Comprehensive assessment of sequence variation within the copy number variable defensin cluster on 8p23 by target enriched in-depth 454 sequencing
1 Leibniz Institute for Age Research - Fritz Lipmann Institute, Jena, Germany
2 Roche NimbleGen, Inc., Madison WI, USA
3 Institute of Clinical Molecular Biology, Christian-Albrechts-University Kiel, Germany
4 Dept. of General Intermal Medicine, Christian-Albrechts-University Kiel, Germany
BMC Genomics 2011, 12:243 doi:10.1186/1471-2164-12-243Published: 18 May 2011
In highly copy number variable (CNV) regions such as the human defensin gene locus, comprehensive assessment of sequence variations is challenging. PCR approaches are practically restricted to tiny fractions, and next-generation sequencing (NGS) approaches of whole individual genomes e.g. by the 1000 Genomes Project is confined by an affordable sequence depth. Combining target enrichment with NGS may represent a feasible approach.
As a proof of principle, we enriched a ~850 kb section comprising the CNV defensin gene cluster DEFB, the invariable DEFA part and 11 control regions from two genomes by sequence capture and sequenced it by 454 technology. 6,651 differences to the human reference genome were found. Comparison to HapMap genotypes revealed sensitivities and specificities in the range of 94% to 99% for the identification of variations.
Using error probabilities for rigorous filtering revealed 2,886 unique single nucleotide variations (SNVs) including 358 putative novel ones.
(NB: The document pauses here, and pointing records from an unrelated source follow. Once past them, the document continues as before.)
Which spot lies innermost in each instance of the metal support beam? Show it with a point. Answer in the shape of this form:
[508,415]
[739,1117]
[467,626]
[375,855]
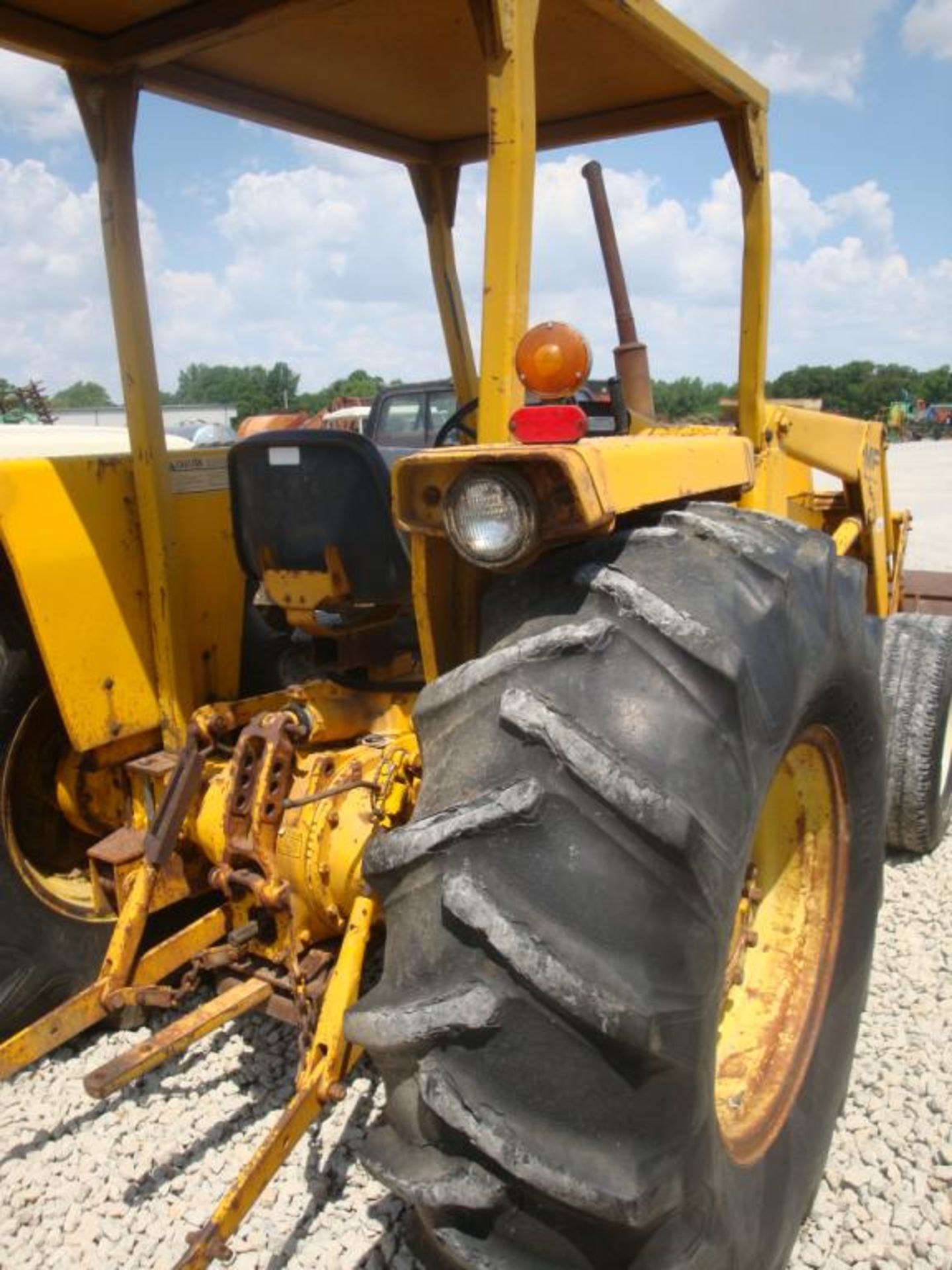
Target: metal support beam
[676,112]
[186,31]
[108,110]
[198,88]
[746,136]
[41,37]
[436,190]
[509,190]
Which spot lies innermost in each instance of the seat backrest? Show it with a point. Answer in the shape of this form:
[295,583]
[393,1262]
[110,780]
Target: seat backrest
[296,493]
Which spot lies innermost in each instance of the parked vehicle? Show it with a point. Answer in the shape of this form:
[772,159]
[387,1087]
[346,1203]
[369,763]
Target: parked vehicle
[592,722]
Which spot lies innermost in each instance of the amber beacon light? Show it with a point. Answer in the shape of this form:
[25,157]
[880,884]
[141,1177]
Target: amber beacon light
[553,360]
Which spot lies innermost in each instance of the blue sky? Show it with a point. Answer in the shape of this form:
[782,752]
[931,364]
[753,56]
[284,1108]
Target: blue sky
[262,247]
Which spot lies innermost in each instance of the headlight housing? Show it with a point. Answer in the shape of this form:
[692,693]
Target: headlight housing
[492,516]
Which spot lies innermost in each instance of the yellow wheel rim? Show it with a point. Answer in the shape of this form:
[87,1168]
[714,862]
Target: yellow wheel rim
[48,853]
[783,947]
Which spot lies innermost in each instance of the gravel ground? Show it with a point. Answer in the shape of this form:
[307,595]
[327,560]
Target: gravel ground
[120,1184]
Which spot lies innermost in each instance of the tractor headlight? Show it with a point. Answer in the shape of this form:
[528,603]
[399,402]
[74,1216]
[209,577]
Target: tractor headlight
[492,516]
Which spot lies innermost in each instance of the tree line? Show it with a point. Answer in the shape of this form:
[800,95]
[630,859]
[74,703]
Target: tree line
[861,389]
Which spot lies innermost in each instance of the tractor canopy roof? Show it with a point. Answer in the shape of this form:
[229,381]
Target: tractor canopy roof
[404,79]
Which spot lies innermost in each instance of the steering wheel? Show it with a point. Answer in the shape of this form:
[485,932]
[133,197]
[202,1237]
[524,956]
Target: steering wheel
[455,423]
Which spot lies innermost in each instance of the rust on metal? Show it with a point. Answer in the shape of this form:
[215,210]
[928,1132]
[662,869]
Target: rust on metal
[183,785]
[927,592]
[630,355]
[175,1038]
[120,847]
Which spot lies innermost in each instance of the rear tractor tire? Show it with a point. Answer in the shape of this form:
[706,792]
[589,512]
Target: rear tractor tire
[630,925]
[50,944]
[917,689]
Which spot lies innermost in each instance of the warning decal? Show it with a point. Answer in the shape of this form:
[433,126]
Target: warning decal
[198,474]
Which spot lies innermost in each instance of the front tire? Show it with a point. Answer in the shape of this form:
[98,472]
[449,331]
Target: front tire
[568,900]
[45,954]
[917,687]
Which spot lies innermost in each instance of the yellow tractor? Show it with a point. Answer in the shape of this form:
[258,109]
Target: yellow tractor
[588,713]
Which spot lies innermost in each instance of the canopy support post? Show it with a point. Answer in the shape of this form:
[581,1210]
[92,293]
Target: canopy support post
[436,190]
[108,110]
[746,136]
[510,79]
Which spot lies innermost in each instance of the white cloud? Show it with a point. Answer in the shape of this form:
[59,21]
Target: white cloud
[325,267]
[814,48]
[36,99]
[928,28]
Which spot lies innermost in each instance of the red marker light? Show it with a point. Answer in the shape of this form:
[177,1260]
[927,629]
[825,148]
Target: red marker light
[549,425]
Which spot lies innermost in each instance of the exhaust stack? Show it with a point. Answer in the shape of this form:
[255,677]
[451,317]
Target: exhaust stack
[630,355]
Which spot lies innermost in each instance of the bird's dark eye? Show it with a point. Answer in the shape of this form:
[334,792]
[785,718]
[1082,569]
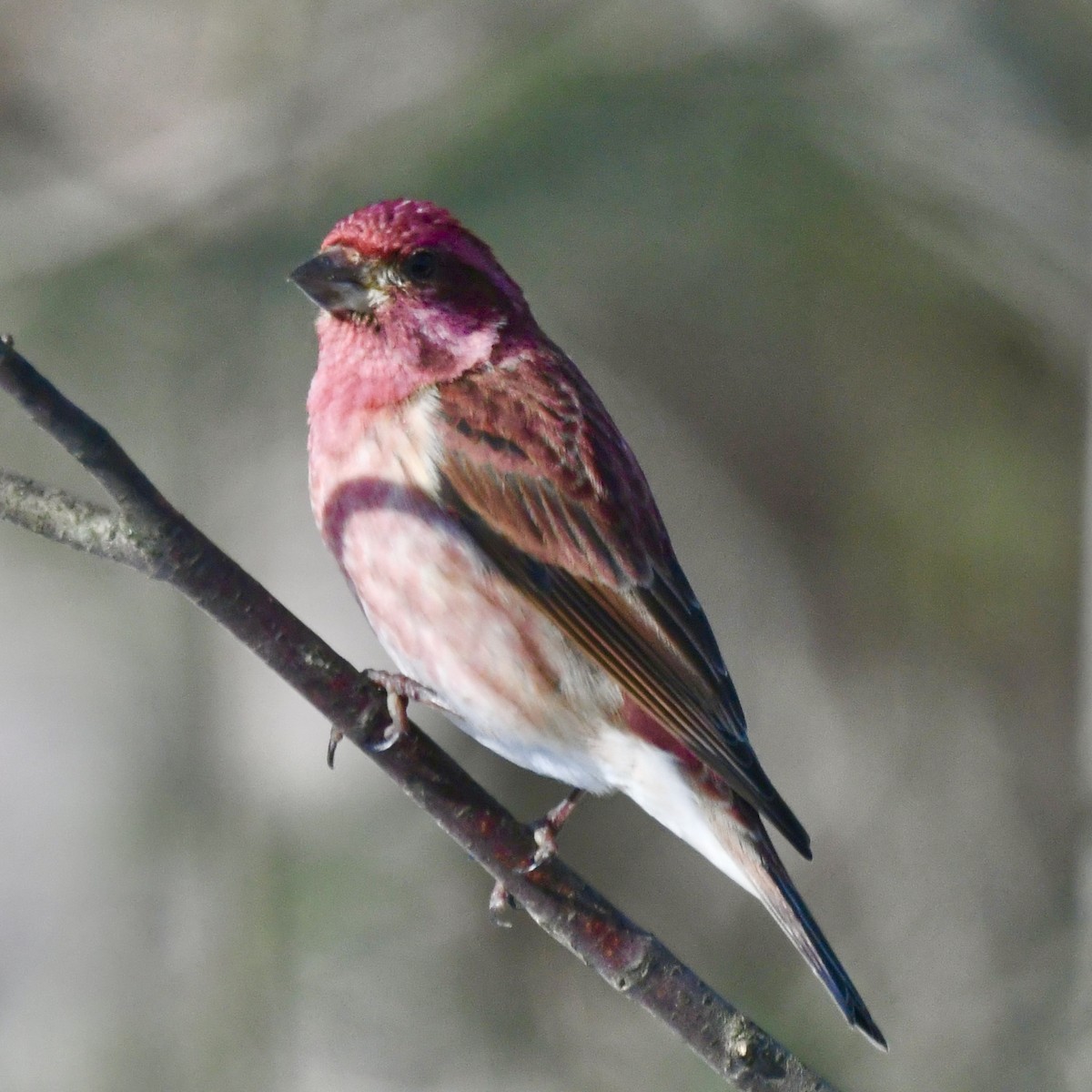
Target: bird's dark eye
[421,267]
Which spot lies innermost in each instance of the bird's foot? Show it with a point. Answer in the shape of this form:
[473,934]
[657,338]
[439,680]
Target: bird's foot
[405,687]
[500,904]
[398,727]
[545,830]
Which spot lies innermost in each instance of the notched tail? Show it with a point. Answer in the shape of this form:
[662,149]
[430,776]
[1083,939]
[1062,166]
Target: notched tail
[741,830]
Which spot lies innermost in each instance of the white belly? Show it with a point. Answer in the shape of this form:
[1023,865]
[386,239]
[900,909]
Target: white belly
[447,618]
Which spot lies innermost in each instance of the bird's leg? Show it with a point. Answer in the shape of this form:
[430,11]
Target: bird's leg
[399,725]
[408,688]
[546,829]
[500,902]
[399,688]
[545,834]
DEFB CN determinations by haplotype ratios were in agreement with alternative methods.
Although currently labor extensive and having high costs, target enriched NGS provides a powerful tool for the comprehensive assessment of SNVs in highly polymorphic CNV regions of individual genomes. Furthermore, it reveals considerable amounts of putative novel variations and simultaneously allows CN estimation.